Quando se fala sobre o mundo da bola, a maior parte do debate público se volta ao que acontece dentro das quatro linhas. Gols, passes, dribles, defesas marcantes e até erros de arbitragem ocupam o imaginário popular com contornos de emoção. Nos últimos anos, porém, chama a atenção a ainda limitada discussão sobre a violência contra a mulher no esporte mais popular do país — situação que já colocou atrás das grades jogadores renomados com passagens pela Seleção Brasileira, como Robinho e Daniel Alves.
Na Europa, veio à tona ontem uma investigação do Ministério Público da Suécia que, segundo a imprensa internacional, pode envolver o nome do atacante Kylian Mbappé, estrela do Real Madrid e da França, um dos maiores craques da atualidade. Sua advogada garante a inocência dele. Ainda na Espanha, circulou na imprensa mundial, no mês passado, um "contrato de estupro acidental" que jogadores têm apresentado a mulheres para evitar denúncias de crimes do tipo, diante da alta de casos recentemente. O documento, além de frágil judicialmente, expõe a faceta mais cruel do machismo no futebol. Os atletas invertem a lógica e querem, na prática, ser tratados como uma parcela da sociedade acima do bem e do mal.
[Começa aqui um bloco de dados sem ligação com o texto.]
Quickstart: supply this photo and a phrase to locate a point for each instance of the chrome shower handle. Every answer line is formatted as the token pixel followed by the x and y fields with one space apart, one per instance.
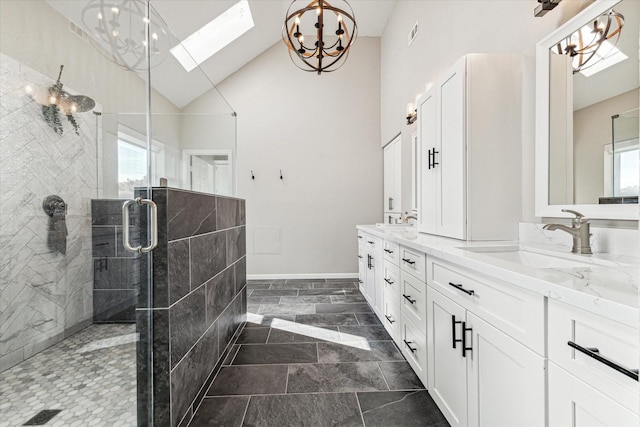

Todo esse contexto se soma ao que se vê nas arquibancadas mundo afora. Quem frequenta estádios se depara com frequência com músicas machistas, que objetificam a mulher para provocar um rival — sem contar os olhares indesejados independentemente da roupa usada. O cenário exige que os clubes e as confederações tomem medidas duras para combater a violência contra a mulher no futebol e, mais do que isso, conscientizem seus atletas sobre eventuais crimes que se tornaram recorrentes no noticiário esportivo.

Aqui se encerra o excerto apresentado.